Through the first 49 U.S. Women’s Opens, there were just five foreign-born winners. Uruguay’s Fay Crocker was the first international winner in 1955. At 41, that win made Crocker the oldest first-time winner in LPGA history.

She was followed by France’s Catherine Lacoste in 1967. They were joined by Australia’s Jan Stephenson (1983), and England’s Laura Davies and Sweden’s Liselotte Neumann, who won back-to-back in 1987-88.

Since 1995, there have been just eight U.S.-born winners of the tournament. Both Sweden’s Annika Sorenstam (1994-95) and Australia’s Karrie Webb (2000-01) won consecutive titles, as foreign players won six of seven titles between 1995-2001. 

Ten different South Korean players have won U.S. Women’s Open titles, beginning with Se Ri Pak in 1998 and most recently by Kim A-lim in 2020. Since 2015, Brittany Lang is the only American golfer to win the tournament.

Saso Rallies For Win

It certainly didn’t look like it was going to be Saso’s day when she opened her final round by posting double bogeys on the second and third holes. She rallied with three birdies over her final 12 holes to gain a place in the playoff with Japan’s Nasa Hataoka.

Saso became the first player from the Philippines to win a golf major. This year’s event also marked the seventh straight LPGA Tour major in which a first-time winner was victorious.

Only four players managed to break par in the tournament.


"Yuka Saso" by Jed Jacobson  is licensed under CC BY 3.0

Graveyard Of Champions

For the first time, the Olympic Club was playing host to the U.S. Women’s Open. However, over three visits from the men’s version of the U.S. Open, the challenging track earned a reputation as the graveyard of champions. 

No player with the 54-hole lead at the Olympic Club has ever gone on to win the U.S. Open, and upon their first try, the women managed to maintain this unique and foreboding tradition.

American Lexi Thompson held a one-shot lead entering the final day of play following a third-round 66, her best-ever score for 18 holes in a U.S. Open. By the eighth hole of the final round Thompson had elevated her edge to five strokes.

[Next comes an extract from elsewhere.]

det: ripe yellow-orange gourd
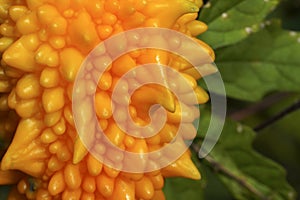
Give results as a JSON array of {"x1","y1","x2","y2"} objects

What awaited her, though, was an epic collapse on the back nine. She played the final seven holes in five-over par, missing out on a spot in the playoff by one stroke. Thompson double bogeyed No. 11 and bogeyed the 14th hole. Further bogeys on 17 and 18 cemented her demise.

“I really didn’t feel like I hit any bad golf shots,” Thompson told the Golf Channel. “That’s what this golf course can do to you.”

If it was any consolation at all, Thompson included her name on a list alongside some of golf’s luminaries. Ben Hogan, Arnold Palmer, Tom Watson, Payne Stewart, Jim Furyk and Graeme McDowell all held the outright lead or a share of the lead and saw their advantages evaporate over the final 18 holes of a U.S. Open played at the Olympic Club.

During the 1966 U.S. Open, Palmer squandered a seven-shot lead on the back nine of the final round. He would lose in an 18-hole playoff the next day to Billy Casper.

The women also carried on the men’s tradition of fantastic finishes at the Olympic Club. This was the third of five U.S. Opens held on the course that required a playoff to determine a victor. The other two resulted in one-stroke victories over the regulation 72 holes of play.